Reference: I’m talking about this line in the code which causes the renewal to be skipped: virtualmin-gpl/feature-ssl.pl at master · virtualmin/virtualmin-gpl · GitHub (line 2543) which is different from the current released version of Virtualmin (6.14, released 2nd December 2020) which you can view here: virtualmin-gpl/feature-ssl.pl at 6.14 · virtualmin/virtualmin-gpl · GitHub (line 2438)

@synio what os and version you have this issue on? I run debian 10 which I’ve upgraded from debian 9 and certbot still working, I had no issues at all. (also running gpl)

@unborn, Debian 10 as well.

But the problem might only become apparent around March for most.

Do you reference the SSL certificates at the home directories for your webserver?

This is starting to happen for me too on all of my servers. Auto-renew is failing and I discover this, thankfully, by the expiring soon emails from Let’s Encrypt. Manual renew works without problem. Running CentOS Linux 3.10.0-1160.15.2.el7.x86_64 on x86_64; VirtualMin 6.14; WebMin 1.962. Do have certbot installed, version 1.11.0-1.el7.

1 Like

Yea I think more and more users will start running into the issue if they don’t release a new version based on the updated code soon…

We’ll be rolling updates to fix this problem (and another LE related issue) this weekend.

4 Likes

Hey Joe, thanks for the news that a fix is coming. Do you happen to have any updates here? I’m asking because we have hundreds of sites across hundreds of Vmin-enabled servers and… a very noisy Nagios server warning us about expiring SSL certificates! We’d sure like to know what to expect re: the 6.15 release and whether we’re going to need to mitigate across all of those servers before then. Thanks again!

Hi, any update on this?

We will try to release a new version as soon as possible. Meanwhile there is a quick and simple solution to address this particular issue.

1 Like

Goodness, I sure hope the new version is imminent, as we’d certainly prefer that 100x over making that quick and simple change to the code across hundreds of servers.

Me to. Glad the fix is coming.

I dont know if its related, but the CA root is also missing on many of my servers. The browser works OK, but some people when using services that connect to the website are failing saying there is a authority issue with the cert. I have to manually upload the Lets Encrypt root cert for each site.
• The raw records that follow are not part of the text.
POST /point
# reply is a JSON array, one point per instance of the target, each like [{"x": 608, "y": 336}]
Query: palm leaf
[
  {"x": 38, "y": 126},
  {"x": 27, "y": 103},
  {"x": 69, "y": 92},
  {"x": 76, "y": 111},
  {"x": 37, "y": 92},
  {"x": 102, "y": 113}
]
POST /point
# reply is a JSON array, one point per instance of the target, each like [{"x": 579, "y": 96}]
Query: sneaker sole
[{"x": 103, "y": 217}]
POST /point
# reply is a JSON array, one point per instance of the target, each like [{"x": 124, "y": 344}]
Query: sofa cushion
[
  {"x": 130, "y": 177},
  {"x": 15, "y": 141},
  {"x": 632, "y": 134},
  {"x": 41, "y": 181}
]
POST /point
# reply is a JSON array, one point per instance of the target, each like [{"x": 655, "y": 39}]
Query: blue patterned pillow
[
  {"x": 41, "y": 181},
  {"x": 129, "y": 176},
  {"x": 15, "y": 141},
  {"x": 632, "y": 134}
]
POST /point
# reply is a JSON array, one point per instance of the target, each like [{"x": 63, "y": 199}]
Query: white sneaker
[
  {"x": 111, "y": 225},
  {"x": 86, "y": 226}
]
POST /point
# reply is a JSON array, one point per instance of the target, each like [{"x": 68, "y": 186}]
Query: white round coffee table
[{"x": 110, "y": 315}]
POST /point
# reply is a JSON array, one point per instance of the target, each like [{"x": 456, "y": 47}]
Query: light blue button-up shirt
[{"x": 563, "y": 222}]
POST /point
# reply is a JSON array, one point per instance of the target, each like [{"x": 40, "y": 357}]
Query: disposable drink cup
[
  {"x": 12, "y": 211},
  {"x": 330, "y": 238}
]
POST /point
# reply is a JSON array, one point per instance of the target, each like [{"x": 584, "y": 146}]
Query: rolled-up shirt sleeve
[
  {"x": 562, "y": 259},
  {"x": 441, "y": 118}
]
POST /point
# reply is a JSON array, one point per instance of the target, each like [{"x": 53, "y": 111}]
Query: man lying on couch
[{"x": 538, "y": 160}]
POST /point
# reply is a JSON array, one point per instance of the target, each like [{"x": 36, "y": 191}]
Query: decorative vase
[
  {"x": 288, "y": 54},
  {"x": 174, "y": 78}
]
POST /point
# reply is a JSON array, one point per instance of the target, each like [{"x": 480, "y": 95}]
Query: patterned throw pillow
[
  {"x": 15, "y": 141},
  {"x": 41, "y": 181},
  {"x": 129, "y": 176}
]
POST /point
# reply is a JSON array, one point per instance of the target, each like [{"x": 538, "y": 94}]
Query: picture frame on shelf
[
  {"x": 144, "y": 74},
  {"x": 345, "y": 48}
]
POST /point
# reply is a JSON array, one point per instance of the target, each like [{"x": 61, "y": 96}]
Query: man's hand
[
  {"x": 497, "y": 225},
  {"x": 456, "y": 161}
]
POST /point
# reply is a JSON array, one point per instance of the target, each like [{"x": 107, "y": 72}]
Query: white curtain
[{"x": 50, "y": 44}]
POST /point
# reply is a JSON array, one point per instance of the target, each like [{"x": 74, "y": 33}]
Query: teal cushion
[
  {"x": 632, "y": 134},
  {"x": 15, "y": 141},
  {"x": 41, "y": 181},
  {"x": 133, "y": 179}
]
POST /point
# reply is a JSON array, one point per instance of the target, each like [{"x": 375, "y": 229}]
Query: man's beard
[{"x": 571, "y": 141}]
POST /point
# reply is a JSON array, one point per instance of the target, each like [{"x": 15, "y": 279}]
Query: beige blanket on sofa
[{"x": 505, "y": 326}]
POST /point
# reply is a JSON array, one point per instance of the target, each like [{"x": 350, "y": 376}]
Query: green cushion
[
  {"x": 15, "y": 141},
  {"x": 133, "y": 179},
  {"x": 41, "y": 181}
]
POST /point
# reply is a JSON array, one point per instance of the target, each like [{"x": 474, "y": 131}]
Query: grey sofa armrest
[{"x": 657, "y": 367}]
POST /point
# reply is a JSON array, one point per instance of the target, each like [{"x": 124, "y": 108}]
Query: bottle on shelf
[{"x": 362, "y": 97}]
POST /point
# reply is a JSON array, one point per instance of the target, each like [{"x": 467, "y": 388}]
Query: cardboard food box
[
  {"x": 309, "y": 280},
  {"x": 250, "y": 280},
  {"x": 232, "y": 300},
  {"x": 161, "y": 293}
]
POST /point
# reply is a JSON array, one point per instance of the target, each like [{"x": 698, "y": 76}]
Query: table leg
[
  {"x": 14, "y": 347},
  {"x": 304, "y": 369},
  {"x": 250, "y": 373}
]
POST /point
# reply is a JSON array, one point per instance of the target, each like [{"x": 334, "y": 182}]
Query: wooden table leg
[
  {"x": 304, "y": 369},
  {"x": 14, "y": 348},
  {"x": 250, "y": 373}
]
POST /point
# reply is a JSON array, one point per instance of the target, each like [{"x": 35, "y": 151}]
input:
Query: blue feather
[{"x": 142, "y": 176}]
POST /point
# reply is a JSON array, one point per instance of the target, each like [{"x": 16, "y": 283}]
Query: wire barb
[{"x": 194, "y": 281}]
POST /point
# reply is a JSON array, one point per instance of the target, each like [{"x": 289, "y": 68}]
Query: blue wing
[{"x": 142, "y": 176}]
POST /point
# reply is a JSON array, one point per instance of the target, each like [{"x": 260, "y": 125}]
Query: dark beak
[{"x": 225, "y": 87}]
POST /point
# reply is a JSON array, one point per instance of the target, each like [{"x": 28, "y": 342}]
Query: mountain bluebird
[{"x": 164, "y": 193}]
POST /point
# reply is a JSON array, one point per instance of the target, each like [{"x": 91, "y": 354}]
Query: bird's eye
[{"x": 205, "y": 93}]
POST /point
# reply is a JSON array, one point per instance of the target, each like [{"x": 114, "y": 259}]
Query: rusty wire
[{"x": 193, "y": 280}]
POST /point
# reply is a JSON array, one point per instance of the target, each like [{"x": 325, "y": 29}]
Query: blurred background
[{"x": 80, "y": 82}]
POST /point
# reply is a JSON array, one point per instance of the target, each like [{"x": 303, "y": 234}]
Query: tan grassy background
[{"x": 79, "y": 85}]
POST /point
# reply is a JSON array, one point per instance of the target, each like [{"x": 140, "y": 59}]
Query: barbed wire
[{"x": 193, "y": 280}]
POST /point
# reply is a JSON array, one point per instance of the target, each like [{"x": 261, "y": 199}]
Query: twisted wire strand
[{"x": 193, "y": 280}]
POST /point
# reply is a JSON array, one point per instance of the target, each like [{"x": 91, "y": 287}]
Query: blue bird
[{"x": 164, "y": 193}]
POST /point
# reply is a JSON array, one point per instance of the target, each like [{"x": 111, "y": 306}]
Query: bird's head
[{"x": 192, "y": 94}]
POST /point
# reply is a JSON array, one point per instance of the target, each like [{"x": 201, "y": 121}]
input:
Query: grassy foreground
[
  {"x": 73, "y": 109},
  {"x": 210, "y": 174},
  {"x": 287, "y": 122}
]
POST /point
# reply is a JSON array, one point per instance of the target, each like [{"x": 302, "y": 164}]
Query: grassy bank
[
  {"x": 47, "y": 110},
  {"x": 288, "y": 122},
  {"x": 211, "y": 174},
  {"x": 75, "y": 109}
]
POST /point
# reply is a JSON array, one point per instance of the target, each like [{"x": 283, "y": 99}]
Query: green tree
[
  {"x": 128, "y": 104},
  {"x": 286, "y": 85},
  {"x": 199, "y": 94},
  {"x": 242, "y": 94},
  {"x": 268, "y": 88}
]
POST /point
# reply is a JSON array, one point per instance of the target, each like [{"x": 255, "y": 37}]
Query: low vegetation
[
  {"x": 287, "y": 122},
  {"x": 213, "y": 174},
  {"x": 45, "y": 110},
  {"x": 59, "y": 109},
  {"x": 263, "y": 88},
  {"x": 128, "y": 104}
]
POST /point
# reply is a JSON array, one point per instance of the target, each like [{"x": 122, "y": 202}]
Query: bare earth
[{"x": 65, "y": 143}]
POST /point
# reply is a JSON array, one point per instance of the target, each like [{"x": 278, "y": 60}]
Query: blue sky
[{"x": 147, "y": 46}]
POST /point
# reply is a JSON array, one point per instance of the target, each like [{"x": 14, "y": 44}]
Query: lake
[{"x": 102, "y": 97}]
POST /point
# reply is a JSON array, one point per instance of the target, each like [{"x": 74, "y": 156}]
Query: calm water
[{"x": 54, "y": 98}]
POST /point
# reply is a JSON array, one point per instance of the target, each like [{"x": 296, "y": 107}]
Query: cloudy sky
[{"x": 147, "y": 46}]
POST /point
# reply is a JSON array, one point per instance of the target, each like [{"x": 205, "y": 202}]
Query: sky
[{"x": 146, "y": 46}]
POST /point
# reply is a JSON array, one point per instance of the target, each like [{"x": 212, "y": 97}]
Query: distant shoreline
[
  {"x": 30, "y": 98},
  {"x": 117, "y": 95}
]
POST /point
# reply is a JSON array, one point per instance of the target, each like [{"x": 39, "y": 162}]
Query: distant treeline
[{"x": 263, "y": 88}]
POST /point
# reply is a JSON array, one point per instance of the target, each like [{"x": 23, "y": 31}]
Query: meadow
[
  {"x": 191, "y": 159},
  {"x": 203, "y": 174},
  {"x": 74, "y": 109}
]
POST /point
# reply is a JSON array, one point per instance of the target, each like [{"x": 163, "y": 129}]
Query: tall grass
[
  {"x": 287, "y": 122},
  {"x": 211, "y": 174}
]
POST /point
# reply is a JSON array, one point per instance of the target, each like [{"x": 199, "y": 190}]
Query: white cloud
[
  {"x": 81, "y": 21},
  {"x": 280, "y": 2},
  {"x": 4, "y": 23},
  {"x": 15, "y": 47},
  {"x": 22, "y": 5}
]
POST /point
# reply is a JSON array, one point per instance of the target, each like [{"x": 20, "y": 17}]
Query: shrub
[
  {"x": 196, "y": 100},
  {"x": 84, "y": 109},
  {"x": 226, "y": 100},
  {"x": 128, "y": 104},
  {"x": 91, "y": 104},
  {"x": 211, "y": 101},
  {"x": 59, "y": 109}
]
I dont know what sites its failing without doing a SSL check on all sites.

Started a couple of months back.

Posting here in case its related.

I assumed certbot software would interfere so never added it to a Virtualmin server. As a remember, certbot let you do *.fqdn.tld, right?

For those lazy half-assed admins like me…

Today was the first time I noticed this. One of my primary virtual servers expired 0 days ago and I just gave a whirl at Virtualmin → Server Configuration → SSL Certificate: Let’s Encrypt [Request Certificate] and all is well for that one untill the update happens.

Good to have an update coming, I also have issues in several domains that doesnt renew :frowning: , i do manual update with them, but some other autorenew fine… maybe is because of path where I have certs located? Because I know the path is default for some, but nondefault for others…

Issue also present here on various Domains, code snippet fixed it.